Logic is a household concept that could be referred as the system or principles of reasoning applicable to any branch of knowledge. This mode of reasoning could be viewed as valid or faulty depending on the viewer. From a philosophical point of view, logic has a variety of meanings including thought, idea, argument, reason or principle. It attempts to distinguish good reasoning from bad reasoning. One of the most influential ancient philosopher, Aristotle defined logic as new and necessary, “new” because it allows us to learn what we do not know, and “necessary” because its conclusions are inseparable.
Considering the fact that philosophy is the handmaid of theology, Aristotelian concept of logic perfectly captured the heart of this weekly series. This is because, as Aristotle rightly pointed out, Christ’s logic is new even to those he called his insiders; the apostles, and it is necessary because at its conclusion, the same apostles came to the knowledge of the logic. Thus in the logical system of Christ, they (the apostles) found consistency, soundness and completeness. We shall therefore analyze the logic of Christ making reasonable references to his relationship with his apostles.
Of all the figures and character groups in the story world of Mark’s Gospel, the group that is most perplexed, if not completely confused by the personality and message of Jesus is perhaps his disciples. Although they are depicted as his closest associates, who accompanied him everywhere, listened to his words and witnessed his deeds of power, they were still confused with the identity and mission of their Master. Even after the confession of Peter (Mk. 8:29) and the disclosure of Jesus’ identity by God to the three chosen disciples, at the transfiguration mountain (Mk. 9:7), in their response on subsequent occasions, one observes what Rev. Fr. Dr. Ohajuobodo Okoh would call a gross lack of existential appropriation of the knowledge of Christ.
The logic of Christ was obscure to them because Jesus’ clarification of the consequence and nature of his mission could not correspond to their conceptual knowledge. Although they followed him, they do not really understand or appreciate him and his mission. There is also an unstated assumption here; the possibility of appropriating and integrating personally and consistently the message of Jesus in one’s lives as committed disciples are determined by breaking the code of the logic of Christ.
Nevertheless, the disciples were able to break this code at the post-Easter meeting of Jesus in Galilee (Mk. 14:28, 16:7).
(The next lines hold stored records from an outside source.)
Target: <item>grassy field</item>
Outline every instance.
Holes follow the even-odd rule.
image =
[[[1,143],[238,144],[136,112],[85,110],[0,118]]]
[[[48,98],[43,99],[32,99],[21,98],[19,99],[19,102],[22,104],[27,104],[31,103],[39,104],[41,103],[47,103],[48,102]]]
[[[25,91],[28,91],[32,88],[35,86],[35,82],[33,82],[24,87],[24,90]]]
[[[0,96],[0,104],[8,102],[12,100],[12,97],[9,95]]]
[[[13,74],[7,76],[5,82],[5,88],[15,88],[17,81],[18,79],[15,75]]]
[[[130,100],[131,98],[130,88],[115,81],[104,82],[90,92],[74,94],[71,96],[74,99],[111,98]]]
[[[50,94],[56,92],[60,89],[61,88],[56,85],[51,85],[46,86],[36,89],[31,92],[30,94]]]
It was at this necessary encounter that is face to face with the crucified and raised Jesus, that the disciples recognized that one cannot really understand and relate with Jesus outside the framework of his passion, death and resurrection.
At this juncture, I wish to express the certainty that these three moments in Jesus’ life (Passion, Death and Resurrection) form the theological and hermeneutical backdrop from which the rule-of- God-message of Jesus could appear as a message of salvation and hope. Having realized that the logic of Christ is hinged on these moments, on our own part, the question of Jesus’ identity and relationship to him cannot be resolved once and for all by the initial confession of faith in him, not even dogmatic or confessional orthodoxy, but by a discipleship commitment that is open to, disposed towards and able to cope conceptually and existentially with the crucibles and scandal of the cross. This is because any idea of Christianity devoid of the Cross is an aporia, and indeed contradictory. After all, what else is central to Christian living if not appropriating the salvation wrought by Christ on the cross? Christ himself enjoined that whoever would be his disciple must take up his or her cross daily and follow him. It then becomes important for all who hold unto a crossless Christianity in the name of the gospel of liberty, miracle, or emancipation to re-evaluate their stance, since this ultimately robs Christianity of its core; the mystery of the Cross.